隣の席の男が上演開始直後に携帯電話をいじくり始めたので、軽く殴ってきた。非常識きわまりない。

作:前田司郎(五反田団

演出:岩井秀人(ハイバイ)

出演:川田希、宝積有香


川田希と宝積(ほうしゃく)有香が企画・プロデュースする演劇ユニット・カニクラ(オフィシャル・ブログより)の公演を観に行ってきた。本日が千秋楽。わかるようなわからないような組み合わせだが、この2名の女優に演出をつけたのが昨年から絶好調の岩井秀人で、本は前田司郎の手によるもの。むかし五反田団で上演されたものらしい。川田希はたしかちょっと前にハイバイの作品に出演していたな。なかなか綺麗な顔をしている。

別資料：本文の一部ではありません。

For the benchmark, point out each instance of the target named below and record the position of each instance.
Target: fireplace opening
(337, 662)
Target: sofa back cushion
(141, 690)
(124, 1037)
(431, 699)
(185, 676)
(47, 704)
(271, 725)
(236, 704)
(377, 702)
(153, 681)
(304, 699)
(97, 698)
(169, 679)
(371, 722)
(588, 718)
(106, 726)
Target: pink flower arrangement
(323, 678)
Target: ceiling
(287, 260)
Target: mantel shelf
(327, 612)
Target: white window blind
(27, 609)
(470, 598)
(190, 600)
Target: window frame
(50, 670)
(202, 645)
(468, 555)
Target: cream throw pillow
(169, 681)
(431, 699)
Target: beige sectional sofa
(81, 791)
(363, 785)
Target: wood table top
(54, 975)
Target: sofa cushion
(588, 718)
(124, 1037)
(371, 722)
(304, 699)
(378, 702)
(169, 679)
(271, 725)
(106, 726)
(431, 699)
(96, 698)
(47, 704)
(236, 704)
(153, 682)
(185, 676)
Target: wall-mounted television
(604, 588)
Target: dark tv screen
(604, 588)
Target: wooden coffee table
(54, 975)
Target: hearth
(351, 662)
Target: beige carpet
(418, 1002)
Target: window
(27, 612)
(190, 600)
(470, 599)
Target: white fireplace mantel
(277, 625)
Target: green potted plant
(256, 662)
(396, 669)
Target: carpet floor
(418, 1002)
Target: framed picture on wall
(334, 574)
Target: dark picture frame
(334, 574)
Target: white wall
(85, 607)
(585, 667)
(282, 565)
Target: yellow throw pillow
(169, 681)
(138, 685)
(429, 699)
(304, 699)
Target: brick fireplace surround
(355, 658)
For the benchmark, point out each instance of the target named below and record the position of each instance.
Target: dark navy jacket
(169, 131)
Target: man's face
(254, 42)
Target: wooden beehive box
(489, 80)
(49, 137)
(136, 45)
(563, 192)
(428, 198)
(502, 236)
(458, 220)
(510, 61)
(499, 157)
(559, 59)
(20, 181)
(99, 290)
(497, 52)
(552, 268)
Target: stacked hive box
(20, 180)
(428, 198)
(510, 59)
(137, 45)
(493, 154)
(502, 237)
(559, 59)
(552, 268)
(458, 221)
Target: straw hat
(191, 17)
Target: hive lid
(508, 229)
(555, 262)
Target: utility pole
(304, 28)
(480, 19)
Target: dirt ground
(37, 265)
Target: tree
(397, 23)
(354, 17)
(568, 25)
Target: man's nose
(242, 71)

ストーリーは前田が小説で書いてる中身に近かったかな? 昨年11月にここで上演された『すてるたび』に近かったような気もする。幻想的でファンタジックなんだけど、ありえないくらいフザけた状況設定で、かなり脱力的。たいしたヤマもなければオチもない。しかしそんな中になにかとても重要な事柄が込められているような、いないような……。
演出のほうはストレートで、女優陣の特性をありのままに見せるような感じだった。あまり岩井らしくないといえば岩井らしくないのかも。川田・宝積の演技は可もなく不可もなくといったところか。そこそこに器用でソツがない。パジャマ姿は両者セクシーで、そういう面では見どころ多し。何気ないやり取りのなかから何かを読み取らなければ、と思いながら終演まで1時間15分くらいだったかな。私は結局最後までとっかかりが掴めずに、、、これはどう観るべきだったのか悩みそうになる寸前で、、、ほどよくジーンとキタ!!!  ハイバイの『て』、そして岩井作・演出の『投げられやす〜い石(ジェットラグ・プロデュース)』で感じたあの感じだ。なにか大切なことを教えてもらえた感じ、いいことを知ってしまったような感じ。これこそが男・岩井マジックなのだろうか。大きな手ごたえや深い感動とは違う。とても特殊な感慨に似たようなもの(??)を、今回も味わうことができた。
理由は全く解らない。。。岩井の力の所以は未だヴェールに包まれている。